Twenty percent of California voters say they will only vote for a candidate who shares their views on same-sex marriage. Among these voters for whom gay marriage is a decisive issue, neither side appears to benefit: 21 percent of same-sex marriage supporters and 21 percent of voters who oppose gay marriage or who support civil unions say they will only vote for a candidate who shares their views on the issue.

Of statewide voters surveyed May 17-21, 46 percent believe gays and lesbians should have the legal right to marry, 25 percent say gay couples should have the same legal rights as straight couples, and 13 percent say there should be no legal recognition of gay and lesbian couples. (In 2010, the USC Dornsife/Los Angeles Times Poll showed Californians supporting same-sex marriage by a 52-40 margin.)

“President Obama’s support for same-sex marriage has attracted a huge amount of public and media attention, but it doesn’t appear that it has changed very many votes,” says Dan Schnur, director of the Unruh Institute of Politics at USC and director of the poll. “Strong partisans on both sides of this issue may feel more intensely about Obama than they did previously, but same-sex marriage will be much more of a motivator for the two parties’ ideological bases than a persuader for swing voters.”

Overall, seven out of 10 voters — including 40 percent of Republicans — say they favor full legal rights for gay and lesbian couples. Fifty-six percent of Californians say they plan to vote for Obama and 36 percent choose Republican front-runner Mitt Romney; this mirrors long-held support in California for Democratic candidates.

Other Issues: Health Care, Spending, Taxes

Obama’s approval rating among Latino voters has grown since the last USC Dornsife/Los Angeles Times Poll. Currently, 72 percent of Latinos say they approve of the job Obama is doing, compared with 22 percent who disapprove. In March 2012, Obama’s approval rating among Latinos was 65-27.

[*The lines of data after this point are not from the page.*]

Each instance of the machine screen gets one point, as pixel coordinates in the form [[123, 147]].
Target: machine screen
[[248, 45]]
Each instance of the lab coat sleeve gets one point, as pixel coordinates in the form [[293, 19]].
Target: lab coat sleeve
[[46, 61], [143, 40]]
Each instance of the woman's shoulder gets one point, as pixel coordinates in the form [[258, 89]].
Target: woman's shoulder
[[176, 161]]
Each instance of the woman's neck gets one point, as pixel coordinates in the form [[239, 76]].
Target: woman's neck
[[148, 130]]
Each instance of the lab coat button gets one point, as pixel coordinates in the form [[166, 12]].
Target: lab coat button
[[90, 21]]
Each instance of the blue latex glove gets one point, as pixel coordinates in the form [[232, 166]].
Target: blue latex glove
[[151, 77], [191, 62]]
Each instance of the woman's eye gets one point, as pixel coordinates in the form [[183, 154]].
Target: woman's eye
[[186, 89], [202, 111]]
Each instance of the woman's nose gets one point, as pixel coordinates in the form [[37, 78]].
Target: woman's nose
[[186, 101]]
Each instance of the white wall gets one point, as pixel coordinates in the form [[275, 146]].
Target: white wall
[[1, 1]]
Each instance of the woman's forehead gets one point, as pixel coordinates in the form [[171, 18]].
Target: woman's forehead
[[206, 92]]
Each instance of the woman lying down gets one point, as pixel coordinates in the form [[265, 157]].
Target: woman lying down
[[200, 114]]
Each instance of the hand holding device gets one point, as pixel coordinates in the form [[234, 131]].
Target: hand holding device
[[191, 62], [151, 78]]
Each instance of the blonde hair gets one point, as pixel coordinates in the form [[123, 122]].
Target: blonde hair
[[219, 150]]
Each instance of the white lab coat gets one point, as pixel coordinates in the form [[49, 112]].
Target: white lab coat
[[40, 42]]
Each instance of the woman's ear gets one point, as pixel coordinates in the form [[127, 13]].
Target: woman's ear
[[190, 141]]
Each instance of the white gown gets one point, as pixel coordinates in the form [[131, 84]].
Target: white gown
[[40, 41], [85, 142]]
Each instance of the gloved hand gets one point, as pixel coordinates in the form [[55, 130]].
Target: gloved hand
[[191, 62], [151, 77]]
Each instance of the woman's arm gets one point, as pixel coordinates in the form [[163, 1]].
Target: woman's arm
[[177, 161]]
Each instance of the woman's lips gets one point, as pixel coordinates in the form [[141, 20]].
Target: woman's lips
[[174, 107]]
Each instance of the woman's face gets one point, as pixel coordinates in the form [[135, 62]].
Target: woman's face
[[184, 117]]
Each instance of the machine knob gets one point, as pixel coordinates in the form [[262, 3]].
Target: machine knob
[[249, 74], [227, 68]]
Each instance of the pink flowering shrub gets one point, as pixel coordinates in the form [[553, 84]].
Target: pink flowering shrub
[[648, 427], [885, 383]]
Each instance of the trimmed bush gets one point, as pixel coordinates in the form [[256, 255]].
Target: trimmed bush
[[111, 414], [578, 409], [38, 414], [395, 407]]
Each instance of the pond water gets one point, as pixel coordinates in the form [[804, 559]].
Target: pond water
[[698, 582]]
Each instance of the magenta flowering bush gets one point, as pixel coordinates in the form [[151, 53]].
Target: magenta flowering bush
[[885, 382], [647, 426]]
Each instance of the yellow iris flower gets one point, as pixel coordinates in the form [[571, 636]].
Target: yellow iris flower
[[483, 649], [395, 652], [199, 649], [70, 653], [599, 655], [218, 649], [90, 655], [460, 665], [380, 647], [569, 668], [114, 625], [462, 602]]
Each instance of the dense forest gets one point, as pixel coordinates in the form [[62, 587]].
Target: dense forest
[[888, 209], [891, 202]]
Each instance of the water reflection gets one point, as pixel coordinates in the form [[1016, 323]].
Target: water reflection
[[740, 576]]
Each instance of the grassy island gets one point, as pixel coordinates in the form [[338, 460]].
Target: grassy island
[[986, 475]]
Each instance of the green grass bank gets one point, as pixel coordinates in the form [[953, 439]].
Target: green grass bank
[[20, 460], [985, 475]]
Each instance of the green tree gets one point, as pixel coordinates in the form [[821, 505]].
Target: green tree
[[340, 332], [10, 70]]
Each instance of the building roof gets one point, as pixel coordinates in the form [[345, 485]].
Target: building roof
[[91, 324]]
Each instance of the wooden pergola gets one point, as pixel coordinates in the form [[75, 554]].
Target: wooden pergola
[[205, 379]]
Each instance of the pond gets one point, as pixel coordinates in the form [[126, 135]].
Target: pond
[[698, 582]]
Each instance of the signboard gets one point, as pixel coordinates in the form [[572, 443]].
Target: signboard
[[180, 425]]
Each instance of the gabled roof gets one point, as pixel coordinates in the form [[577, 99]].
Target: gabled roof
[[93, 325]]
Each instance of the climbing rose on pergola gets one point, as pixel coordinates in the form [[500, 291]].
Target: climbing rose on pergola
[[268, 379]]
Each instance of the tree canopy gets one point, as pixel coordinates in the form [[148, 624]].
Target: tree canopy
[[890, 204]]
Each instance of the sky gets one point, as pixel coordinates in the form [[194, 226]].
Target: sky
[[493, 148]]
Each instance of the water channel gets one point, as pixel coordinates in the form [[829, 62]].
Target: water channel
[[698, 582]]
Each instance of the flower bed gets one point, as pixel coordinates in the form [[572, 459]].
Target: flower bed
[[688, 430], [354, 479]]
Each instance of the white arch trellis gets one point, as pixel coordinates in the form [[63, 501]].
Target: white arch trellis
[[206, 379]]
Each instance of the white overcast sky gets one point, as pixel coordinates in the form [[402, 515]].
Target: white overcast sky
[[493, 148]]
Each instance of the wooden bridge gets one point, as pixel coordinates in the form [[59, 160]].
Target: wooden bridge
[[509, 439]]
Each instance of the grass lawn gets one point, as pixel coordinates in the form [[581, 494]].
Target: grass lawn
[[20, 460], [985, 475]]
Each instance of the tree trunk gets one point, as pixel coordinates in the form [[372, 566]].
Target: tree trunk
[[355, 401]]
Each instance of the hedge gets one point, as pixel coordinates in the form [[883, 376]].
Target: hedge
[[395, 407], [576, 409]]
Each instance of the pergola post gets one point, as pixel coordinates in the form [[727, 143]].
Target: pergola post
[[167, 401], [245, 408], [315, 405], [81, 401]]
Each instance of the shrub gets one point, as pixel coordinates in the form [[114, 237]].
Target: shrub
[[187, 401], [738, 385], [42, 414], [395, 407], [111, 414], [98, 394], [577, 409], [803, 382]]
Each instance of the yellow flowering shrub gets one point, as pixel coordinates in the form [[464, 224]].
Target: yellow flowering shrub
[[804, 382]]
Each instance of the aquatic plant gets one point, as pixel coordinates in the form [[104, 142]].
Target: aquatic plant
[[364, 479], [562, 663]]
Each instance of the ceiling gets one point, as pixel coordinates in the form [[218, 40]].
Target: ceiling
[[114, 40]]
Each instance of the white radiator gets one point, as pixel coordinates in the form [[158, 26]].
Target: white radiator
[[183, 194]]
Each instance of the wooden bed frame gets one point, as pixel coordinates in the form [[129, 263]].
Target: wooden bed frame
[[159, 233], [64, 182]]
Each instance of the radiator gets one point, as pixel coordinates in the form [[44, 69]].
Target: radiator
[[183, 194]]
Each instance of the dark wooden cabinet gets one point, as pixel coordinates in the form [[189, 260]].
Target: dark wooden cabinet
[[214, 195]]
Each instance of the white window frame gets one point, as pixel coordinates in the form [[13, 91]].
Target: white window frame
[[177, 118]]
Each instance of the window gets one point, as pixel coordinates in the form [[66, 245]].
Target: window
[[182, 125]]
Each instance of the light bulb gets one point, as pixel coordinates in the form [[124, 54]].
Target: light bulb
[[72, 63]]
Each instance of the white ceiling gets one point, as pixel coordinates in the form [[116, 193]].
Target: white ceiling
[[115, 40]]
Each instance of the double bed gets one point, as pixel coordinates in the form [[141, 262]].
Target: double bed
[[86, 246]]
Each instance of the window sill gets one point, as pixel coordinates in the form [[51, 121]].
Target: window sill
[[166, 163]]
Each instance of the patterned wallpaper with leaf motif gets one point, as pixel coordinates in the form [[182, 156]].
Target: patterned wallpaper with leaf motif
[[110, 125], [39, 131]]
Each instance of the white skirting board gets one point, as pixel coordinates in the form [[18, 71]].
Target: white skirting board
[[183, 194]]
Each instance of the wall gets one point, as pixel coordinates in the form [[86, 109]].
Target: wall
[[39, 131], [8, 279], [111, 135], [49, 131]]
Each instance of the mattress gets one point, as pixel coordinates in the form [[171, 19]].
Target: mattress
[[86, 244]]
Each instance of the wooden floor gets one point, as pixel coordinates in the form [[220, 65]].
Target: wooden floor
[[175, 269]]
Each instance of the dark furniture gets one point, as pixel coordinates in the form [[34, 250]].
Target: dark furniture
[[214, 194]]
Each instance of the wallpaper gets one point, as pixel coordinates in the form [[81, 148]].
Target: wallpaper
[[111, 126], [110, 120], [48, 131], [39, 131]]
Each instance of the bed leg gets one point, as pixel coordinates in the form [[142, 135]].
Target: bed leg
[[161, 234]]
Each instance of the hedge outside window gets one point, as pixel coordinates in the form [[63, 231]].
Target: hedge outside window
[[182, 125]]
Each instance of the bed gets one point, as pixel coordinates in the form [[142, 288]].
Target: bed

California voters also overwhelmingly favor the president’s approach over Romney’s on several issues, including the interests of women, support for the middle class, and health care affordability.

When asked who would do a better job protecting the interests of women, voters favor Obama over Romney 59 percent to 23 percent. On health care accessibility and affordability, Obama leads Romney 57 percent to 23 percent. And when asked who would be a stronger voice for the middle class, 56 percent of voters pick Obama and 29 percent choose Romney.

Californians are evenly split on who they believe is strongest on the issue of spending: 41 percent of voters pick Obama, and 41 percent choose Romney.

When asked who has the right approach to budget deficits, 45 percent of California voters choose Obama, while 34 percent pick Romney. Forty-nine percent of voters agree with Obama’s stance on taxes, while 34 percent support Romney’s approach.